Blood clots had not only been seen “clinically” (in the veins of the legs, abdomen, lungs, and some arteries) but had also been “verified in post-mortem studies”, which had shown clots not only in the large blood vessels but also in the small blood vessels of the skin and the lungs.

“This is a field of intensive research and we don’t understand it very well,” Dheda said.

He believes it could be that Covid-19 is injuring the cells that line blood vessels.

This causes a hyperinflammatory state and, coupled with the fact that the patient is lying immobile in a bed, could be causing excessive clots to form in the veins and sometimes arteries too.

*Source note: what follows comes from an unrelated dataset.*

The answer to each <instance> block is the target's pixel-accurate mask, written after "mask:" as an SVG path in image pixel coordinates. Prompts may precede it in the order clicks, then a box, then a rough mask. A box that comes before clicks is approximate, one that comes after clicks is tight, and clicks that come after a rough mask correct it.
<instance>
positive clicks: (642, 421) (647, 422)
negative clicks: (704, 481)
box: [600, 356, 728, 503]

Covid-19 patients were routinely treated with clot-prevention injections to thin the blood, but too small a dose might not do the trick, while too high a dose “may result in dangerous bleeding complications”.

At the same time this was “treating the effect rather than the underlying cause”.

The new data on blood clots compounds the well-established fact that most Covid-19 patients are dying from pneumonia, as their lungs no longer have the capacity to draw enough breath.
Prof Elvis Irusen is the head of pulmonology at Stellenbosch University.

He told Times Select that pneumonia is the “commonest cause of death with Covid-19 patients” but that all infections, especially coronavirus, “also activate the clotting system of the blood” and this can cause “both bleeding and a blood clot (thrombus)”.

Previous studies had shown that patients with swine flu, and other “very sick patients with severe viral pneumonia and acute respiratory distress syndrome” who had been admitted to hospitals, were shown to have a 23-times increased risk for pulmonary embolism (when a blood clot from elsewhere in your body, like a vein in your leg, travels and lodges itself in the lung).

“This could be similar to the current coronavirus,” he said, adding that this complication is “well publicised” and that “doctors are measuring this in SA”.

The other issue is that comorbidities that place one at a higher risk for Covid-19 (such as diabetes and heart problems) also increase the risk of pulmonary embolism.
“Patients in the ICU get routine treatment to ‘thin’ the blood, and what is being researched is whether we should give higher doses.”

Irusen said “we will get a better idea in time of the precise incidence of lung thrombosis”, but that right now there was limited data “possibly due to the very high risk that an autopsy carries of infecting doctors”.